Matter of fact is that TI invented the Microcontroller, and they hold the patent on it (it was granted years later – US Patent 4074351, 1978).
No question about that. AFAIK TI was first with monolythic integrated microcontroller. Just pointing out one of the other early efforts in that space. And there were others.
growing up in dfw in the 60’s school literally was ricket science and radioshack based there in ft worth and ti in dallas it was really hard to not stick stuff to each other and watching what happened from hamm to control data to ibm with eagle trs and compaq on all sides…thanks for the memories…67 rides around the star so far and still so much soldering left to do lol
Wish living in Texas was still like that.
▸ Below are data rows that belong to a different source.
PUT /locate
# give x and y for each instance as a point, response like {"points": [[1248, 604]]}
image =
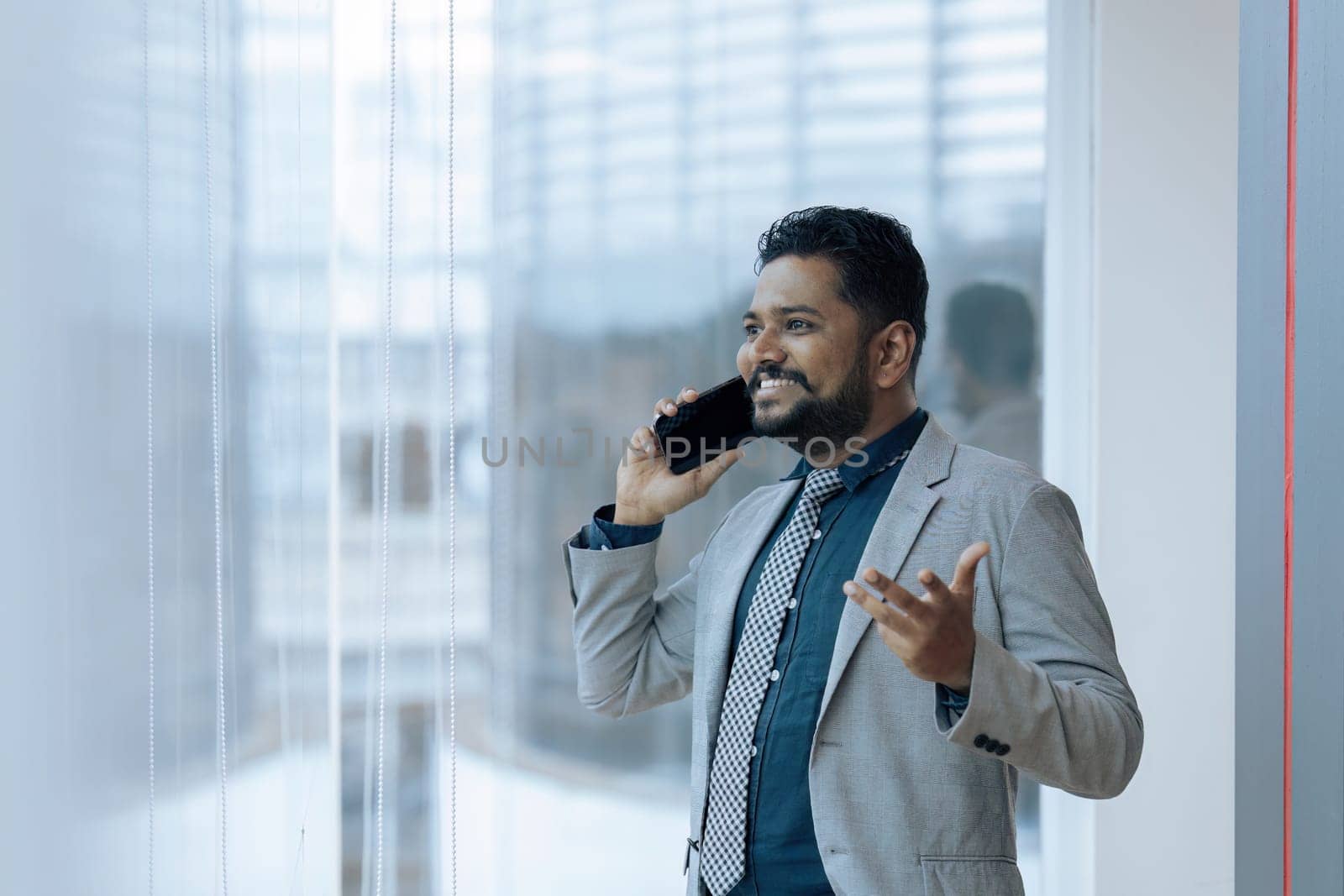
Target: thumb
{"points": [[709, 473]]}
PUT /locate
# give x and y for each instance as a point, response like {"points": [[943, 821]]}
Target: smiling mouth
{"points": [[768, 389]]}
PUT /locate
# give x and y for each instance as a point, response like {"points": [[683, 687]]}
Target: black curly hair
{"points": [[882, 275]]}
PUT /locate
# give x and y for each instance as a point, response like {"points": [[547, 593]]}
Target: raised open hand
{"points": [[933, 634]]}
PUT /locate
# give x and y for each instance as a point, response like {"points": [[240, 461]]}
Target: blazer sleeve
{"points": [[1052, 699], [635, 647]]}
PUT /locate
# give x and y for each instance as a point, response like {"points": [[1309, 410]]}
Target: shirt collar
{"points": [[880, 452]]}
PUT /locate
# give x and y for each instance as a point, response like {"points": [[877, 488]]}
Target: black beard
{"points": [[833, 418]]}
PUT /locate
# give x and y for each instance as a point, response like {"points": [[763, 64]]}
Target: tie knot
{"points": [[822, 485]]}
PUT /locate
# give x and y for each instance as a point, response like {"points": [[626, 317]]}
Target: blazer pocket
{"points": [[971, 876]]}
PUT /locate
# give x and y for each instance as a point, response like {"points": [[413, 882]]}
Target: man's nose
{"points": [[765, 348]]}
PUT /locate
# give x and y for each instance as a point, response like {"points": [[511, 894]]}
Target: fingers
{"points": [[880, 613], [964, 579], [709, 473], [895, 594], [643, 445], [667, 406]]}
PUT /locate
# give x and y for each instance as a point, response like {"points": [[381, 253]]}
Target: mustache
{"points": [[779, 374]]}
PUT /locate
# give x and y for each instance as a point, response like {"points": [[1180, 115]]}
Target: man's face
{"points": [[803, 360]]}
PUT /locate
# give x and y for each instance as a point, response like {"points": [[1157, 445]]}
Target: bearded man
{"points": [[877, 645]]}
I had a bit of it in my childhood thanks to my dad keeping some of his old stuff around from the NASA days
“Wish living in Texas was still like that.”
Now you never leave home without your bible and must
beat your wife once a day.
Wow. You must be fun at parties.
The great thing thing is *you* don’t have to be there.
TMS1000 NLL MP3318 Was also a 24 melodies siren sold in France in 80/90″s that was like this: https://u-electronique.com/forum/attachment.php?attachmentid=27873&stc=1&thumb=1
Curious what disqualifies the i4004 from this category l.
Microcontroller != Microprocessor
It’s a bit like the logic used to claim that Orville and Wilbur Wright developed the first airplane: just define “modern airplane” as “what Orville and Wilbur Wright built” and you can claim to be first.